ClusterSwitchConfig_Alert reported in system health alert for non-existing switch
Applies to
- ONTAP 9
- Cluster Switch Health Monitor (CSHM) AutoSupport message
Issue
- Subsystem health for switch gets degraded:
cluster1::> system health subsystem show
Subsystem Health
----------------- ------------------
SAS-connect ok
Environment ok
Memory ok
Service-Processor ok
Switch-Health degraded
CIFS-NDO ok
Motherboard ok
IO ok
MetroCluster ok
MetroCluster_Node ok
FHM-Switch ok
FHM-Bridge ok
SAS-connect_Cluster ok
system health alert show
example:
Node: node_name1
Resource: node_name2
Severity: Major
Indication Time: Fri Aug 13 23:03:53 2021
Suppress: false
Acknowledge: false
Probable Cause: One or more nodes are not connected to both cluster
switches.
Possible Effect: If one cluster switch fails, "node_name2" might lose
access to the cluster.
Corrective Actions: Ensure the switch "no_switch_name1" is connected
to the node "node_name2".
Node: node_name1
Resource: no_switch_name1
Severity: Major
Indication Time: Fri Aug 13 23:29:53 2021
Suppress: false
Acknowledge: false
Probable Cause: Cluster switch "no_switch_name1" with IP address
"123.123.123.123" is not reachable via SNMP. Incorrect
SNMP community string might be configured on the
cluster switch.
Possible Effect: Cluster switch communication problems and
accessibility issues.
Corrective Actions: Check the SNMP community string on the cluster switch
to verify the expected community string is configured.

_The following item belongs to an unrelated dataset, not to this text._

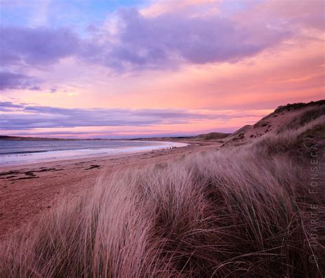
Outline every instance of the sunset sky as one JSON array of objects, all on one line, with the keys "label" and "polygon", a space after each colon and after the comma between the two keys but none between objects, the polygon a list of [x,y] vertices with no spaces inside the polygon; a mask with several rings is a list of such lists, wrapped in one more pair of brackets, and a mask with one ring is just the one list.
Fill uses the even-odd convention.
[{"label": "sunset sky", "polygon": [[324,1],[0,0],[0,134],[230,132],[324,99]]}]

Use the "system cluster-switch show -snmp-config"
command to view the expected community string.
- The switch name and IP address in the alert do not belong to any cluster switches or is reported in the case of a switchless cluster.
- EMS log example:
Fri Aug 13 23:05:50 +0100 [node_name1: mgwd: callhome.hm.alert.major:alert]: Call home for Health Monitor process cshm: ClusterSwitchConfig_Alert[node_name2].
Fri Aug 13 23:30:51 +0100 [node_name1: mgwd: callhome.hm.alert.major:alert]: Call home for Health Monitor process cshm: SwitchCommunityString_Alert[no_switch_name1].
Fri Aug 13 23:03:54 +0100 [node_name1: cshmd: hm.alert.raised:alert]: Alert Id = ClusterSwitchConfig_Alert , Alerting Resource = node_name2 raised by monitor cluster-switch
Fri Aug 13 23:29:53 +0100 [node_name1: cshmd: hm.alert.raised:alert]: Alert Id = SwitchCommunityString_Alert , Alerting Resource = no_switch_name1 raised by monitor cluster-switch
Fri Aug 13 23:29:53 +0100 [node_name1: cshmd: hm.alert.raised:alert]: Alert Id = SwitchCommunityString_Alert , Alerting Resource = no_switch_name2 raised by monitor cluster-switch
network port show -node * -role cluster -fields remote-device-id
reports the correct cluster network switches.